Sonra Jorge geldi yanıma dedi biletler fake değilmiş ama bloke olmuş yani maça giremeyeceğiz dedi. Onu anladık dalyarak buradan kurtulmamız lazım dedim. Baktım bu da polisle konuşmaya başladı. Polis iyice şüphelendi bizden zaten yalan attığımız çok belli, sallıyoruz sürekli. Sonra polis dedi pasaportlarınız yanınızda mı. Mal gibi yanımızda dedik(Yok de işte amk). Adam bizim pasaport bilgilerimiz aldı, şimdi Manchester’a geri dönün biz size geri dönüş yapacağız dedi. Biz sevinsek mi üzülsek mi bilemedik. Evlere şafak baskını yapmasınlar Jorge dedim. O da bana burası Esenler Karabayır mı dedi. Dedim doğru söylüyorsun.

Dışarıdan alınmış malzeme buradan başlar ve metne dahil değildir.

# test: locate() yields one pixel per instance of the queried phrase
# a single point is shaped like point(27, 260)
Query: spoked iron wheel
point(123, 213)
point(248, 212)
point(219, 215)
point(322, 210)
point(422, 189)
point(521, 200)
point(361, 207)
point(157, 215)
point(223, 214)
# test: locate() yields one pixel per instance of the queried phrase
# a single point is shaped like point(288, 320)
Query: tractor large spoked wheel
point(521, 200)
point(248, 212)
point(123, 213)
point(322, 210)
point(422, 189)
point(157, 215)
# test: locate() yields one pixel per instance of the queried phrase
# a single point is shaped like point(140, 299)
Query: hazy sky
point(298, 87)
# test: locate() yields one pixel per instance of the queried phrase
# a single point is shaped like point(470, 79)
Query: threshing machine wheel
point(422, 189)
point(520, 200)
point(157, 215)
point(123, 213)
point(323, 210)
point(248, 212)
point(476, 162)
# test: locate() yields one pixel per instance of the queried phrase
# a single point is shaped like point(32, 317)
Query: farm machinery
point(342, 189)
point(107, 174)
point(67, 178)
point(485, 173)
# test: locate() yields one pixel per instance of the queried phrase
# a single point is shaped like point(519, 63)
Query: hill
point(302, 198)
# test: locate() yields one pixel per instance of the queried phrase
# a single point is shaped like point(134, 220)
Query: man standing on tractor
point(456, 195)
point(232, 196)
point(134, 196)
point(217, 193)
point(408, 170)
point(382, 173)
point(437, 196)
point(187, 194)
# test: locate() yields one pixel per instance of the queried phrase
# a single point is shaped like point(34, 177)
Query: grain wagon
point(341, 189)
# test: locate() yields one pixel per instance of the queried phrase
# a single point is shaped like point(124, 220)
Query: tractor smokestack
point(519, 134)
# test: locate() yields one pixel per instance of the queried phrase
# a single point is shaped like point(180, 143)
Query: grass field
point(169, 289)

Sonra biraz gezip Manchester’a doğru yol aldık. Boşa giden parama mı yanayım, bütün günümün öldüğüne mi yanayım, bu aptallığıma mı yanayım, yoksa hayallerimin gerçekleşmediğine mi yanayım bilemedim. İşte bu da hayatımın en kötü günüydü. O günden beri bütün Liverpoollulara düşmanım. John Lennon’ından Paul Mccartney’ine kadar alayı şerefsiz gözümde. Vurduğun gol olsun Beşiktaş.